LIAS Lecture: A Foucaultian Marxism for the 21st Century
Senior Fellow Alex Demirović on Marx and Foucault
2024-11-06 Michel Foucault claimed that he was neither a Freudian nor a structuralist nor a Marxist. Nevertheless, the French philosopher engaged with the work of Karl Marx. ‘Foucaultian Marxism’ is what LIAS Senior Fellow Alex Demirović calls the French philosopher's contribution to a critical and innovative Marxist theory. In his LIAS Lecture, he posed the question: how can Marx be continually updated for the 21st century?
Demirović starts from an interpretation of Michel Foucault as a critic of a traditional, authoritarian culture of Marxism. Foucault rejects both the narrowing of power to state power and to a purely economically understood power. Instead, he focuses on power technologies and power techniques. “Philosophy is replaced [in Foucault] by the systemic analysis of power and knowledge,” says Demirović.
Alex Demirović, an adjunct professor of political science and sociology at the Johann Wolfgang Goethe University in Frankfurt am Main, pointed to the central role of Foucault's examination of the concept of the reproduction of capital in Marx. Beyond the state and the economy, Foucault succeeds in constituting analyses of power as positive mechanisms. ‘Power’ is not in the singular, but should always be understood as ‘powers’, each with its own way of functioning. Then, according to Demirović, it can be seen that power is not exercised through law and ideologies and is therefore not an internalisation of oppression and violence, but is composed of power technologies that apply always and to everyone. Under the mechanisms of capitalism, we are practically all the same – even beyond hierarchies or classes.
Capitalism and no end
Foucault's examination of techniques of power, Demirović continued, had nothing to do with political activism. Rather, the philosopher showed the immanent process of an extensive, continuous reproduction of bourgeois society. “In a changing capitalist society,” Demirović said, “people develop practices within their conditions that reproduce them.”
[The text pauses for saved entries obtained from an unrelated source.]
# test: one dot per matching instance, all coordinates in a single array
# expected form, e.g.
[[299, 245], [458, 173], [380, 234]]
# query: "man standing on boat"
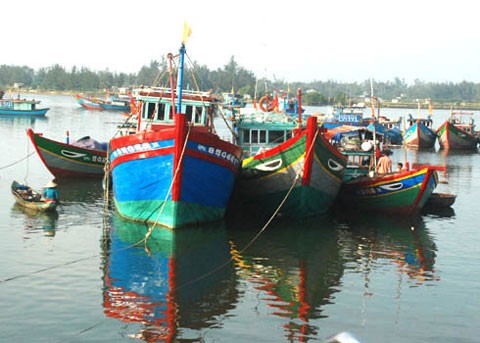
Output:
[[50, 193], [384, 164]]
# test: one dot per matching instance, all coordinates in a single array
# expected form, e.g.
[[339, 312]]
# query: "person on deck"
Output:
[[400, 167], [384, 164], [50, 193]]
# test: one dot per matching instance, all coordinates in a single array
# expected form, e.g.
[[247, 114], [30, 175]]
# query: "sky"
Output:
[[296, 40]]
According to Demirović, Foucault shows that the economic power (‘mute compulsion’) that arises from capitalism and forces subjects to certain actions and decisions is not new. By contrast, he focuses on the exercise and reproduction of bourgeois power, which has its own materiality in tactics and institutions. Ultimately, Foucault questions identity politics by addressing the struggle for differences and individuality on the one hand, and the exclusion of individuals that leads to alienation on the other, in which he follows Marx's intention of a final abolition of all classes.
Emancipation from Power
These considerations prompt Demirović to elaborate on the grey area between ‘legality and bourgeois illegality’, where Foucault, following Marx, extends reproduction in capitalism to include informal economic processes and violence. Only this construction makes it historically possible to understand criminal acts as crimes against a bourgeois society and thus to see them as‘enemies of society’, which in turn found institutions of discipline.
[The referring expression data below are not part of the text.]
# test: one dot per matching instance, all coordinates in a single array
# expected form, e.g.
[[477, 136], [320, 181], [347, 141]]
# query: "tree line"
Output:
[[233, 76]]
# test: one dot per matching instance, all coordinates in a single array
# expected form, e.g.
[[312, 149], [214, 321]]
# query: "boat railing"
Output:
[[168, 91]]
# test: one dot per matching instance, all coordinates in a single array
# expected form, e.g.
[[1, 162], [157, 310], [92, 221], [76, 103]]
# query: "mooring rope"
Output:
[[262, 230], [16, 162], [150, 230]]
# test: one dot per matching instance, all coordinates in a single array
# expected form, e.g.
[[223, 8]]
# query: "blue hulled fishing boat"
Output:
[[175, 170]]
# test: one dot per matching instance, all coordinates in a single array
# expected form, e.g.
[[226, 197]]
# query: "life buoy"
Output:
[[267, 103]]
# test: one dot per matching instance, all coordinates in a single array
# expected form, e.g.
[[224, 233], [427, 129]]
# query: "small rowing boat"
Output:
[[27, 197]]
Illegality arises, according to Demirović, where techniques of power become a kind of normality as part of a disciplinary power, such as violence against women, children, police officers, journalists, security forces, etc. In other areas, too – such as fraud, corruption, tax evasion or the drugs trade – breaking the law can become a general practice, because individuals cannot be controlled outside the law and violence; there is always something unpredictable about the behaviour of individuals, who constantly challenge the foundations of the law. Discipline is carried out in areas of society that run counter to the vertical distinctions between state and society – such as schools, the military, factories, prisons, etc. Therefore, the reproduction of power is a continuity of conditions and their stabilisation, which always produces new reproductions of itself.
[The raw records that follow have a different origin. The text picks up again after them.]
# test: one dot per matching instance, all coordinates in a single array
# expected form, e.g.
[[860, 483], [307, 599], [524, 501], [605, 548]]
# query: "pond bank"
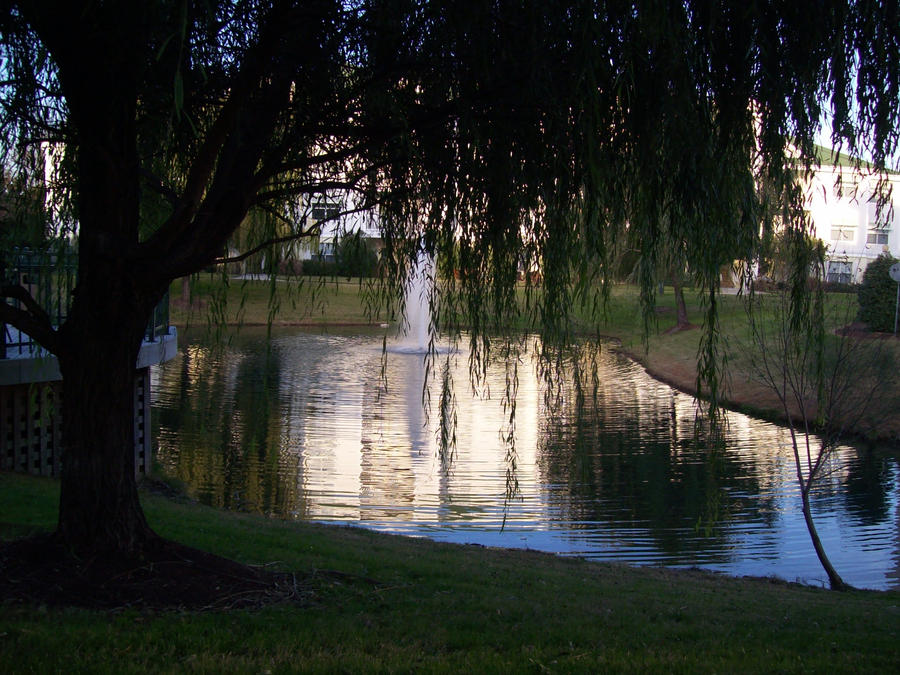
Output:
[[378, 602]]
It is futile to rebel against these structures,” says Demirović, “as they permeate all areas of society.” They affect the family just as much as economic analyses, the media as much as political speeches, social science research, the labour market and the health system. At the end of his lecture, Alex Demirović asked a truly prophetic question: “How can people emancipate themselves from the idea of being led?”